Actually, the presentation didn't quite say that. The first such bullet point said "to find bugs in the product before customers do". (The next slide did baldly state "the purpose of testing is to find the bugs".)
The purpose of testing is not to find bugs - finding bugs is a fun thing to do, but it has no economic justification in and of itself. The purpose of a software effort is to create value; the purpose of testing is to support that larger purpose.
My experience with software - in programming, mostly, but also to some extent in maintenance and testing - suggests that testing supports the main purpose of software efforts in two ways. First, testing creates opportunities to remove software defects - "testing finds bugs", in other words.

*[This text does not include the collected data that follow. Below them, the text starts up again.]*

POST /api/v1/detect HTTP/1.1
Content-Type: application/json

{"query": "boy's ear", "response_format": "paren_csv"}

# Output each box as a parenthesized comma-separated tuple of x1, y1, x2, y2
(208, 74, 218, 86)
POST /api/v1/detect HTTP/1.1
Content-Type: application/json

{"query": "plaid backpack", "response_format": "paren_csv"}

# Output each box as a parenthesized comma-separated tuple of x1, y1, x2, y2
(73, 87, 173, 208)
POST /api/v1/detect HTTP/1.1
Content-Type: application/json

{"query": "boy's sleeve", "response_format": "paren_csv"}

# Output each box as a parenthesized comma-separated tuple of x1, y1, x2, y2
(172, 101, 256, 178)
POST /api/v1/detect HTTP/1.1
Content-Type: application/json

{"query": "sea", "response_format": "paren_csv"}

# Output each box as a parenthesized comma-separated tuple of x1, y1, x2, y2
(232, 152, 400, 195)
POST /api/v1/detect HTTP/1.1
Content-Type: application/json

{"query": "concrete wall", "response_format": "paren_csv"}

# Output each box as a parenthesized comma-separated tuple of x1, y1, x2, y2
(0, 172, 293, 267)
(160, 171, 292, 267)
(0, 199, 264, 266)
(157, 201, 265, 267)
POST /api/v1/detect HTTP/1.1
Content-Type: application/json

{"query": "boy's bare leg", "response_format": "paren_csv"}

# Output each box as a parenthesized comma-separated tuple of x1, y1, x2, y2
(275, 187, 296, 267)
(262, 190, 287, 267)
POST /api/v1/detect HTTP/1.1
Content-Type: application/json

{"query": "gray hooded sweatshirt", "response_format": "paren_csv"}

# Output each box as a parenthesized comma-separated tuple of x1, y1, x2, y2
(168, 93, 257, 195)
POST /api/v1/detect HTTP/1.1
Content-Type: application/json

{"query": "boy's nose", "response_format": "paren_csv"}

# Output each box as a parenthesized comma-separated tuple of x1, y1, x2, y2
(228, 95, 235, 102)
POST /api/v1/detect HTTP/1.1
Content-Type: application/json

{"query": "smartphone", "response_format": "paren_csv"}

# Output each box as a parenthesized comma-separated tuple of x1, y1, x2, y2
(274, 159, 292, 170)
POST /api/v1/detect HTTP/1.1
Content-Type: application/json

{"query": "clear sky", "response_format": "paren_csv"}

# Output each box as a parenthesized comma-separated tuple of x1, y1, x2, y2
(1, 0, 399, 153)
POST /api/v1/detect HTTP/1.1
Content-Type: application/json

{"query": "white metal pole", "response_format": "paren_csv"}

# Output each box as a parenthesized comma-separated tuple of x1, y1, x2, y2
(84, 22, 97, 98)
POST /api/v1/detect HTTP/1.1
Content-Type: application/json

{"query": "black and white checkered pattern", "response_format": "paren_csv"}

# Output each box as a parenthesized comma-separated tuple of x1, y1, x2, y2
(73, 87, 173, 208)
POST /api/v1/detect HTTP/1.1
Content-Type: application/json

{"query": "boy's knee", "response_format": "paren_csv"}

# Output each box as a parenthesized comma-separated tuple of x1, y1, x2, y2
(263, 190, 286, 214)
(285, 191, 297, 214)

Second, and much more important, testing provides information about the software and the process of creating it.
That information can be of an economic nature. A more valid "purpose of testing", as the presentation also suggested, could be the following: to determine a break-even point computed by subtracting, from the expected revenue from the software, the cost of releasing the software to the field (in support costs, sales lost to a reputation for poor quality, etc.) or the cost of further testing the software (and removing the defects which cause the other category of costs).
One problem with this way of framing what testing does is that the information could come in too late to do any good. The information obtained might be along the lines of "we don't know how much more testing we need to do, but we do know it's likely to take us until later than the competitor's release, which will make our own project a loser because of time-to-market advantage".
Testing can provide information of a much more valuable sort, however: it can tell us how the defects are being put into the software in the first place. Such information about "defect injection" can make more of a difference than efficiency of "defect removal". It doesn't take much thinking to see that the fewer defects you write in the first place, the less costly it will be to fix the defects.
Seen primarily as a way of figuring out how defects come to be put into your software, "testing" also becomes easier to reconcile with what Extreme Programming and other agile approaches advocate. Automated tests detect defects early and thus provide better information about how defects appear. Involving the customer and the QA team early in the effort, and throughout, result in better information about what to call defects, and why they come about (including misunderstandings about the requirements). Software teams that obtain early and continuous information, and construct adequate theories, about how their software might go bad, are more effective at producing good software.
That is why I would much prefer the following definition:
"The purpose of testing is to provide information leading to adequate models of defect injection."